Today I went to the Doctor to get shots and get my paperwork etc. moving along. (The A.I.M. staff members are smiling wherever they are right now and they don’t even know why.) I began to chat with my doctor and tell him about the World Race while he’s getting his arsenal of vaccines lined up. So mid sentence he stops and has totally caught me wide-eyed and staring him down while he is drawing up the shots. He turned to me and said, “Sarah, you don’t like needles, so STOP looking at them! You know they have to go in your arm and you know that you need them so that you can go do this amazing trip next year.”
***Instant light bulb: flashback->training camp…
processing…processing…***
God does not want me to focus on my worries and fears. He wants me to look at
Him and trust in what
He is going to do. God loves us
all so much that he wants us to fear only him. If we are so filled with this utmost respect of God and a sincere desire to live into his plan for our life, all the other fears and “what ifs” that creep in will just pale in comparison.
We learned at training camp that there will always be worries and concerns that could cripple us from living out God’s plan for our life. But God will
ALWAYS provide a counter attack on those worries if we let him. Because what if we faced all those worries and concerns head on, what if we let God have control, and what if he turns them into something bigger than we could dream.
“God is bigger than our experience with him.”
Here are a few tidbits from The Bible that speak to me about this idea that God wants us to trust his plan for our life, and that His plan and His abundant love for us will always overshadow our own doubts and anxieties:
Old Testament style: Jeremiah 29:11 (from The Message)
“I
will show up and take care of you as I promised and bring you back home. I know what I’m doing. I have it all planned out—plans to take care of you, not abandon you, plans to give you the future you hope for.”
New Testament style: Paul said in Romans Chapter 8:
” I am convinced that neither death nor life, neither angels nor demons, neither the present nor the future, nor any powers, neither height nor depth, (**neither needles nor paperwork??), nor anything else in all creation will be able to separate us from the love of God that is in Christ Jesus our Lord.”

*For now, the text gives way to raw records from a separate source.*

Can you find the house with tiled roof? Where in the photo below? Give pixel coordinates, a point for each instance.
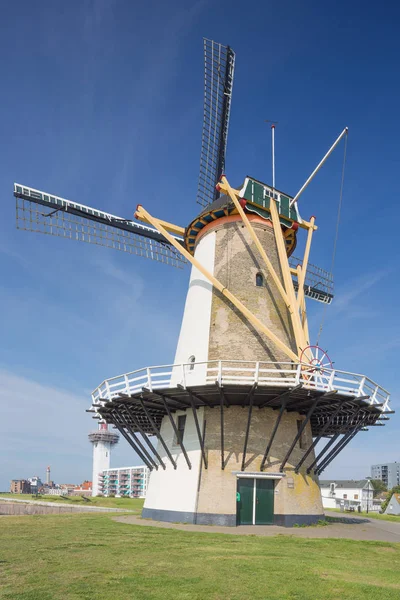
(393, 507)
(348, 494)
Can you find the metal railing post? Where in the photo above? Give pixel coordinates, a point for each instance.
(330, 382)
(361, 387)
(149, 386)
(183, 376)
(298, 374)
(373, 397)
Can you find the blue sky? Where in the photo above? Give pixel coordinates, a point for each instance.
(101, 103)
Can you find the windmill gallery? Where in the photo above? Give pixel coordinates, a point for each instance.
(230, 429)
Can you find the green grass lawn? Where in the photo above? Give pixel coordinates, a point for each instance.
(90, 556)
(134, 504)
(368, 515)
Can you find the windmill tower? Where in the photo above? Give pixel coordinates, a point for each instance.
(103, 440)
(238, 416)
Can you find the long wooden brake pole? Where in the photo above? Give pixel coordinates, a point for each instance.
(302, 276)
(218, 285)
(226, 187)
(287, 277)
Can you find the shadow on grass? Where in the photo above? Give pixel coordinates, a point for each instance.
(347, 520)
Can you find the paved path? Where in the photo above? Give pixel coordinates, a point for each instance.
(355, 528)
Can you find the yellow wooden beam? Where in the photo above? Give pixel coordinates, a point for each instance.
(218, 285)
(257, 242)
(287, 277)
(168, 226)
(302, 275)
(303, 313)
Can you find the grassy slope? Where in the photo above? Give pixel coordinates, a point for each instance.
(70, 557)
(367, 515)
(135, 504)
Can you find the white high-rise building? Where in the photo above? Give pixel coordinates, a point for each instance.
(124, 481)
(102, 441)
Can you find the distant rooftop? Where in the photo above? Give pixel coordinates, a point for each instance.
(345, 483)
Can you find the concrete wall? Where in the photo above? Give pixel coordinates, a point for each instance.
(41, 508)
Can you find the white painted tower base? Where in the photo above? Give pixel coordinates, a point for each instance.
(102, 441)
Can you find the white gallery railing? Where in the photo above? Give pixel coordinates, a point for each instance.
(269, 374)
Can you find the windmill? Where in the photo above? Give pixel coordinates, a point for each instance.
(238, 415)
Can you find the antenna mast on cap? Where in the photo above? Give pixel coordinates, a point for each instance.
(273, 149)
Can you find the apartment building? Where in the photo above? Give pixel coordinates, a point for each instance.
(124, 481)
(388, 473)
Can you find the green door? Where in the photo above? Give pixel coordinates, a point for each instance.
(264, 501)
(244, 501)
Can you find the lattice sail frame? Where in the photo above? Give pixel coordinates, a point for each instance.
(318, 284)
(219, 67)
(45, 213)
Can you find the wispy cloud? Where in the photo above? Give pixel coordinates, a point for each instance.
(359, 286)
(44, 425)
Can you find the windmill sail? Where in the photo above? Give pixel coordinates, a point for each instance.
(45, 213)
(318, 283)
(218, 82)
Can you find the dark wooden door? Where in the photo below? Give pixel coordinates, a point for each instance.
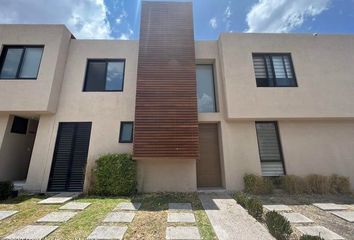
(70, 157)
(208, 164)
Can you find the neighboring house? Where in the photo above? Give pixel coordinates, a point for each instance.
(202, 113)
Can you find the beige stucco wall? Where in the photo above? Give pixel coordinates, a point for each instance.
(323, 68)
(15, 153)
(104, 109)
(40, 95)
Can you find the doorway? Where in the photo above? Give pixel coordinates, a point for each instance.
(208, 164)
(70, 157)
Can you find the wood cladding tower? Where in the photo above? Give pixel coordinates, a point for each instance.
(166, 115)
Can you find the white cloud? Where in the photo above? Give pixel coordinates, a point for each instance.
(282, 15)
(227, 16)
(213, 23)
(84, 18)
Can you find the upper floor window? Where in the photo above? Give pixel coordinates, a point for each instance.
(104, 75)
(205, 88)
(274, 70)
(126, 132)
(20, 62)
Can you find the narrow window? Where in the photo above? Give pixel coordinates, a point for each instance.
(274, 70)
(19, 125)
(20, 62)
(270, 152)
(205, 88)
(126, 132)
(104, 75)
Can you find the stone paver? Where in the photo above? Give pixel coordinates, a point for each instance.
(230, 220)
(6, 214)
(128, 206)
(32, 232)
(57, 217)
(59, 198)
(296, 218)
(330, 206)
(319, 231)
(75, 206)
(346, 215)
(180, 206)
(277, 207)
(180, 217)
(108, 232)
(189, 233)
(125, 217)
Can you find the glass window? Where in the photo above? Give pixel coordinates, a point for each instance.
(126, 132)
(20, 62)
(274, 70)
(269, 149)
(19, 125)
(205, 88)
(104, 75)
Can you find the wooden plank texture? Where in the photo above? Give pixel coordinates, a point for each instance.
(166, 117)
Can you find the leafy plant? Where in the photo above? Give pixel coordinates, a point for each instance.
(6, 189)
(309, 237)
(294, 184)
(278, 226)
(241, 199)
(115, 174)
(257, 184)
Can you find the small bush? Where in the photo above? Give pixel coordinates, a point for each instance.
(257, 185)
(241, 199)
(115, 174)
(294, 185)
(6, 189)
(309, 237)
(255, 208)
(278, 226)
(339, 184)
(318, 184)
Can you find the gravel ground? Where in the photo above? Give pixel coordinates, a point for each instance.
(302, 204)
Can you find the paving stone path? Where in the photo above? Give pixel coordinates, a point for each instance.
(41, 231)
(181, 213)
(311, 229)
(122, 213)
(6, 214)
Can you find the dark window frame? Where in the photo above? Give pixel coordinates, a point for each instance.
(214, 86)
(121, 130)
(279, 143)
(20, 65)
(274, 79)
(13, 130)
(106, 61)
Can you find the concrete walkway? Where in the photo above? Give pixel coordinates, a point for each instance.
(230, 220)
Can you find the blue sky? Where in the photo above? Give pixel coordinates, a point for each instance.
(120, 19)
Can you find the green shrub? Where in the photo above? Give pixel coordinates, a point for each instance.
(339, 184)
(309, 237)
(115, 174)
(6, 189)
(241, 199)
(294, 184)
(278, 226)
(318, 184)
(255, 208)
(257, 185)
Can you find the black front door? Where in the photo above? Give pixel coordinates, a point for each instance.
(70, 157)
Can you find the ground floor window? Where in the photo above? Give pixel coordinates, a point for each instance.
(270, 151)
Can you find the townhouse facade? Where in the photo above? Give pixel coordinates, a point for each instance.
(194, 114)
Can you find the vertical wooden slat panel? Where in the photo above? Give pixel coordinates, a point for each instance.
(166, 118)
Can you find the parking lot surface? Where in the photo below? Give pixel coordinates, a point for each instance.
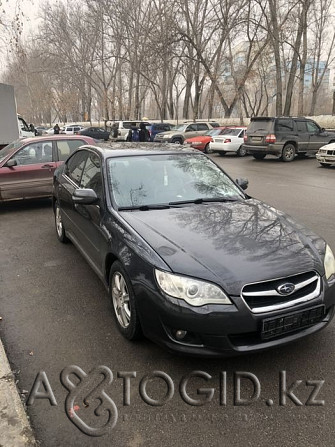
(57, 327)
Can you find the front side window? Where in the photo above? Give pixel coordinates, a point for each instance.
(312, 127)
(91, 177)
(159, 179)
(34, 153)
(66, 147)
(202, 126)
(75, 166)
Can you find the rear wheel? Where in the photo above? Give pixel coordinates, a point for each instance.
(242, 152)
(60, 230)
(123, 301)
(288, 152)
(207, 149)
(259, 156)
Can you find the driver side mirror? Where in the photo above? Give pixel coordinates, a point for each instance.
(242, 183)
(85, 196)
(11, 163)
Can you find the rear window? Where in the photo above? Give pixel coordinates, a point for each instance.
(66, 147)
(260, 126)
(284, 125)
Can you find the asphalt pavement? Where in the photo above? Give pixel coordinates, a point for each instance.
(63, 346)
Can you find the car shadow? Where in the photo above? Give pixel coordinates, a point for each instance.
(25, 205)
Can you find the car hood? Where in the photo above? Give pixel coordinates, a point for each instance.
(230, 243)
(201, 139)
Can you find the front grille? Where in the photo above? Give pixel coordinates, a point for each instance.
(269, 295)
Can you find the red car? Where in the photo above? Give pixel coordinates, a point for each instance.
(27, 165)
(202, 141)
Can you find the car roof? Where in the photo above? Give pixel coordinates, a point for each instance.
(53, 137)
(117, 149)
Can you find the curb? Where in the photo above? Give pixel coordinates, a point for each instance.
(15, 429)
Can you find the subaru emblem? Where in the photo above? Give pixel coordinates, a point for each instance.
(286, 289)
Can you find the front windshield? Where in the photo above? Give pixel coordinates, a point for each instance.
(179, 127)
(137, 181)
(213, 132)
(10, 147)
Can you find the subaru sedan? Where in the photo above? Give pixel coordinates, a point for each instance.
(27, 165)
(188, 258)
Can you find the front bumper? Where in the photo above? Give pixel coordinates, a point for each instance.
(325, 158)
(217, 330)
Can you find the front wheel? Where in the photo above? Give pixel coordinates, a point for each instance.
(242, 152)
(123, 301)
(60, 230)
(288, 152)
(177, 141)
(207, 149)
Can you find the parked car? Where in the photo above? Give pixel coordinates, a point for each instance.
(326, 155)
(71, 130)
(98, 133)
(40, 130)
(120, 129)
(188, 258)
(27, 165)
(285, 137)
(202, 141)
(231, 140)
(178, 134)
(155, 128)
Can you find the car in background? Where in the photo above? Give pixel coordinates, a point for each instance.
(178, 134)
(285, 137)
(120, 129)
(71, 130)
(202, 141)
(326, 155)
(155, 128)
(188, 258)
(98, 133)
(27, 165)
(40, 130)
(231, 140)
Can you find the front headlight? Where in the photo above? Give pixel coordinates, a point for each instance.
(329, 262)
(193, 291)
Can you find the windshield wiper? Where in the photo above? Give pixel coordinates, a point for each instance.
(159, 206)
(205, 200)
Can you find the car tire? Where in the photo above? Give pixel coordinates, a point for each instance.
(288, 152)
(259, 156)
(241, 152)
(124, 303)
(60, 230)
(177, 141)
(207, 149)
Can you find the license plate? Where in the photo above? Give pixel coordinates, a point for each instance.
(273, 327)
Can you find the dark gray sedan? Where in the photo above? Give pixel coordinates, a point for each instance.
(188, 258)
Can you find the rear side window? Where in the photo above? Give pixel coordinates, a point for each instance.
(66, 147)
(284, 125)
(75, 165)
(301, 126)
(260, 126)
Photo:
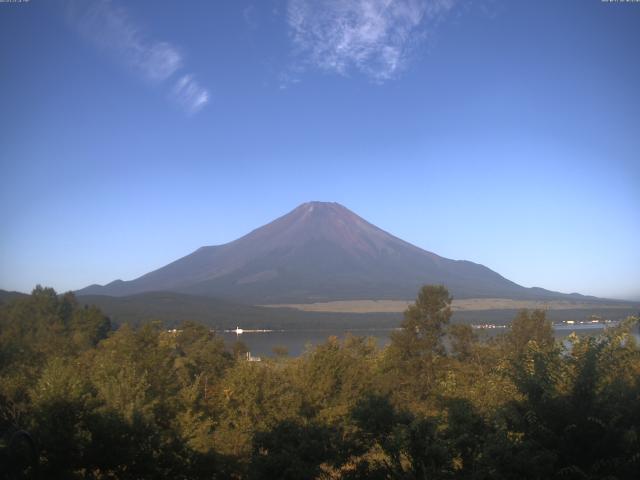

So yeah: what if I have to get 50 shots and I cry like a 4 year old every time I see a needle? But:
what if being vaccinated for Yellow Fever means I am equipped to go love God’s children in places a fear-led life wouldn’t take me?
*** Back to reality… who would have thought I could go through all that in 30 seconds?***
Focus on God, not on needles, I can do that….
In conclusion, my eyes still watered a little, I still wished my Mom was there holding my hand, and my arms are way sore right now… but I only have to pray my way through this 6 more times to be fully vaccinated!!